Thinking of the energy crisis, the poor, decrepit Penn Central Railroad, and the thin trickle of trains on Amtrak, we turn in this issue to a contrasting scene when railroading had all its future before it, the moment of departure for the first steam passenger train on the Mohawk & Hudson Railroad on August 9, 1831. Though it was not the very first scheduled train to be pulled by a locomotive (that was the Best Friend of Charleston on Christmas Day the year before), it was the second in America, and it was the best remembered, thanks to that fine genre painter Edward Lamson Henry, who created the huge canvas below, 42¾ X 110 inches in size. (Our cover is a detail.) The job was done in 1892-3, in time to be exhibited at the World’s Columbian Exposition in Chicago in 1893.
Henry, like Norman Rockwell in our time, had an enormous insight into ordinary people and into homely, everyday life, and all his paintings will reward the onlooker who takes the pains to walk up and study the detail in them. He carefully investigated everything that went into The First Train . He bought books, and costumes, and even wagons for his task; he went to the site, a crossroads just two miles west of Albany, and talked to a few people who remembered the glorious day.

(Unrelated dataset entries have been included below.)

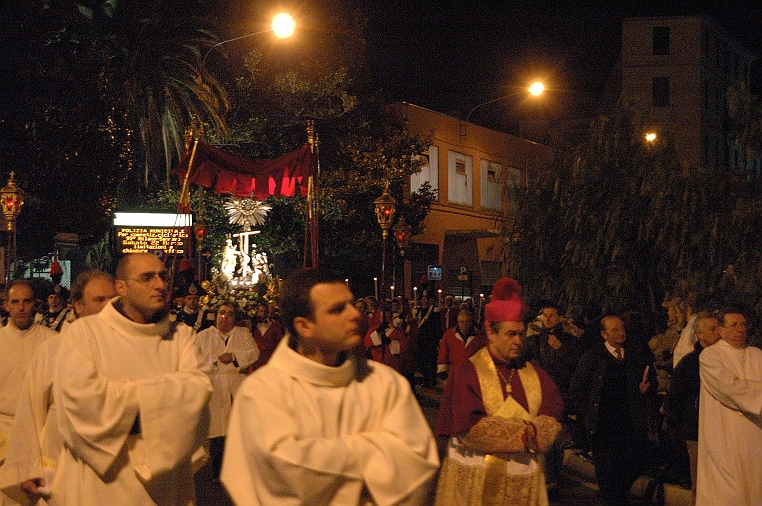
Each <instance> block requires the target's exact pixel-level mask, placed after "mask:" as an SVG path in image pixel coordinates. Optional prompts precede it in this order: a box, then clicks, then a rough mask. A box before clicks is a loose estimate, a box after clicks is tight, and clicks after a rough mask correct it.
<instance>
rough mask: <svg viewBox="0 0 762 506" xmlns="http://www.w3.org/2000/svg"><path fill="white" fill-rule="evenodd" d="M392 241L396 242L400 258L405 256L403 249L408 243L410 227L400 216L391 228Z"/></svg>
mask: <svg viewBox="0 0 762 506" xmlns="http://www.w3.org/2000/svg"><path fill="white" fill-rule="evenodd" d="M392 231H393V232H394V239H395V240H396V241H397V247H398V248H399V249H400V256H403V257H404V256H405V248H407V245H408V243H409V242H410V225H408V224H407V222H405V217H404V216H400V219H399V220H398V221H397V224H396V225H394V228H392Z"/></svg>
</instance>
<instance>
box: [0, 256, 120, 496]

Pulled by the diminutive DeWitt Clinton —no bell, no whistle, no headlight, no brakes, no pilot wheels, not even a cab—three old stagecoaches mounted on flanged wheels are filling up with a crowd. The engineer stokes his wood fire, and the conductor, trumpet in hand, runs along the train, making final arrangements. The usual detritus of railroading—stone ties, bunches of strap iron for the rails —is already apparent in the foreground. Inside or out, the passengers are expectant but apprehensive.
With only slack chains for couplings, it was a jerky trip: seventeen miles under a shower of sparks in a hundred and five minutes, but only thirty-eight racing back. The promoters and the president (the old patroon Stephen Van Rensselaer) were delighted. Within months dozens of new railroads were clamoring for charters; eventually the Mohawk & Hudson became part of the New York Central. For many years before its merger into the Penn Central, when the company was still strong and proud, a replica of the DeWitt Clinton and her little string of carriages stood in a place of honor at Grand Central Terminal in New York. Abandoned, like so much else, bv the Penn Central, the engine is now at the Ford Museum in Dearborn, Michigan. In a dream brought on by the energy crisis we see the museums and the tourist railroads disgorging their hundreds of ancient coal- and wood-burners and revitalizing the branch lines of the land, the old DeWitt Clinton chuffing proudly at their head. They work; no built-in obsolescence here. And the dream ends with a rousing, ironic toast to the men who made it possible, the sheiks of Araby.